How much consumers know about the quality of olive oil, and controversial new EU rules designed to crack down on deodorized oil are on the agenda of a new annual conference being held tomorrow (May 31) in Seville.
Hosted by the olive oil sector magazine Oleo, it will also scrutinize current quality testing methods, the pros and cons of panel tasting, and what information bottle labels should carry.
Oleo editor Nieves Ortega said there had been a marked improvement in the overall quality of Spanish olive oil in recent years. Consumers, however, remained unaware of this and also of olive oil’s health benefits and different types. It is for these reasons that the conference title is the Spanish equivalent of “What do consumers know about the quality of olive oil?”
Ortega said, when asked to name the different types of olive oil, three in four Spaniards claimed to know the answer but actually just 3 percent got it right. Research also showed that nearly 90 percent of Spanish consumers did not know what a single varietal olive oil was.

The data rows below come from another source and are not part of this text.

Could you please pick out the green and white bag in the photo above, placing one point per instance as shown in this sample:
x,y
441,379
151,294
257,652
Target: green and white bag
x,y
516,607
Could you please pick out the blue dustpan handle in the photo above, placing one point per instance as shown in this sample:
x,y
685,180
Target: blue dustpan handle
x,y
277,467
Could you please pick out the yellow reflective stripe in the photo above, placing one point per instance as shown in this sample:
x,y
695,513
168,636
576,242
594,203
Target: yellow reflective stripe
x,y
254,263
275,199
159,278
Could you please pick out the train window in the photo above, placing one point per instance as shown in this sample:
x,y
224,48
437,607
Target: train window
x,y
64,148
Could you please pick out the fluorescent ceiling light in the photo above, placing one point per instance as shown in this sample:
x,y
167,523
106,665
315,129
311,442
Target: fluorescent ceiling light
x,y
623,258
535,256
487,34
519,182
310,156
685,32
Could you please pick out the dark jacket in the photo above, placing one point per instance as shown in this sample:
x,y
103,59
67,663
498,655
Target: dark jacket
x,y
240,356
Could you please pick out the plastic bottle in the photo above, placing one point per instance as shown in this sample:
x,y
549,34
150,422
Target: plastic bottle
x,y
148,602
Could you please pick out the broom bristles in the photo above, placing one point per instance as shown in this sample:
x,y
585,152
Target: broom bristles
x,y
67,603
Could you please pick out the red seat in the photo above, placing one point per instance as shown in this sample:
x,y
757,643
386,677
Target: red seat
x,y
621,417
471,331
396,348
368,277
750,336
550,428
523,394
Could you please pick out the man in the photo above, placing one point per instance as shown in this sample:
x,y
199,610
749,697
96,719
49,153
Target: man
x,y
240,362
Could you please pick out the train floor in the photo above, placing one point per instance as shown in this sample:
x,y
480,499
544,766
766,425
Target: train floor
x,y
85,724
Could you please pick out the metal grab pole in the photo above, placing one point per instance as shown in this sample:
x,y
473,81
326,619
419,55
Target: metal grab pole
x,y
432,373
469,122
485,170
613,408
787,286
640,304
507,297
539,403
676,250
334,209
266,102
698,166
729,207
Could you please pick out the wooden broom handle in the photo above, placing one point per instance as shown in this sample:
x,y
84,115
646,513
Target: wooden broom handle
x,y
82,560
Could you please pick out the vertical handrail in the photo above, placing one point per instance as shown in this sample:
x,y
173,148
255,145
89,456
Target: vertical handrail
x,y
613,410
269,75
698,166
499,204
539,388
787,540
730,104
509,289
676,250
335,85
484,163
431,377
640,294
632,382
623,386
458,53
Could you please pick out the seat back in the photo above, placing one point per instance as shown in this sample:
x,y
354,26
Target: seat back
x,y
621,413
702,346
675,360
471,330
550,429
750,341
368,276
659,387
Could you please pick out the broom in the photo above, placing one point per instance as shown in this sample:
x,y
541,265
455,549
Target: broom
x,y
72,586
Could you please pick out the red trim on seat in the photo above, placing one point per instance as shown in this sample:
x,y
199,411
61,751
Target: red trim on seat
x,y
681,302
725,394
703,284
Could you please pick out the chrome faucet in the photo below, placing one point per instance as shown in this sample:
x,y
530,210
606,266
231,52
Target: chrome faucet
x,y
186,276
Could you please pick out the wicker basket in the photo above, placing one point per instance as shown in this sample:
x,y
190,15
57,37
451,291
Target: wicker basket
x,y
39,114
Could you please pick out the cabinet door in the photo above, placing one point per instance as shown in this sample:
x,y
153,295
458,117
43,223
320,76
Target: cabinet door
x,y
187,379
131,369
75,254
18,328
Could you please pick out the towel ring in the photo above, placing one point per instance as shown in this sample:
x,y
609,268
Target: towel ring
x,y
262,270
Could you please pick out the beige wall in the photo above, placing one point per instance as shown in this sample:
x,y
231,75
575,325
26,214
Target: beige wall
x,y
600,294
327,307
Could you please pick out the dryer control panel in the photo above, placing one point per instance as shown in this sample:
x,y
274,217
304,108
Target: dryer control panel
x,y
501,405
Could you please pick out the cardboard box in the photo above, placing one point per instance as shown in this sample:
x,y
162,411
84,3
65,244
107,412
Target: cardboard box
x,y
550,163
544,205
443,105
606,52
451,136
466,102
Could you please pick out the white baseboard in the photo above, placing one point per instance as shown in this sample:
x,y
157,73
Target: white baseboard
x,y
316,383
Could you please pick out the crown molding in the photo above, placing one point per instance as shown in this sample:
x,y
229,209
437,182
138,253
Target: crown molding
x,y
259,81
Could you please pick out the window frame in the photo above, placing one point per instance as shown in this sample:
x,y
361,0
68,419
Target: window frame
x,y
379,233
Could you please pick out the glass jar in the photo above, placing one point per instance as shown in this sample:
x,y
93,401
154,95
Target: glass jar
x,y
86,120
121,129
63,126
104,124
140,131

This comes despite bottle labels stating origins and olive varieties in recent years.
The conference will consider the different responsibilities at every level of the value chain for transmitting information to consumers about quality, thereby helping increase the status, and ultimately the price, of olive oil, Ortega said.
She said that in regard to labeling, participants would discuss how it could be improved and what information consumers should receive, for instance the olive type and organoleptic qualities.
With the reliability of tasting panels under question in recent months, she said that “the importance of maintaining the panel test for classifying olive oils,” would also be discussed, adding, “it’s a method that has demonstrated its value over time.”
New EU rules that came into effect on April 1 set a limit for alkyl esters in EVOO. Elevated levels indicate lower quality olive oil, which is often deodorized. Ortega said that the new regulations were also on the agenda “because they have generated a lot of controversy.”
The International Olive Council will present information on new methods of analysis and quality control it is developing, and the regional government of Andalusia will explain its quality checks and fraud evasion measures, which on various occasions in recent months have detected virgin olive oil being sold as EVOO in Spanish supermarkets.
Oleo hopes the seminar will promote the generation and exchange of ideas on how to address the sector’s most pressing issues. Of the more than 150 people expected to attend are Isabel Bombal, director of Industry and Food Markets within MARM (Spain’s Ministry of the Environment, Rural and Marine Affairs); IOC director Jean-Louis Barjol; Asoliva director Rafael Pico; FAECA director general Rafael Sánchez de Puerta; and Aurelio del Pino, director-general of the Association of Spanish Supermarket Chains (ACES).
On the scientific side the experts will include Wenceslao Moreda Martino from the Oils and Fats Institute of Seville (IGS); Mercedes Fernández Albaladejo, the head of the IOC Olive Oil Chemistry and Standardization Unit; and Francisco de Paula Rodríguez, who supervises quality control in the agro-food sector for the Andalusian Government.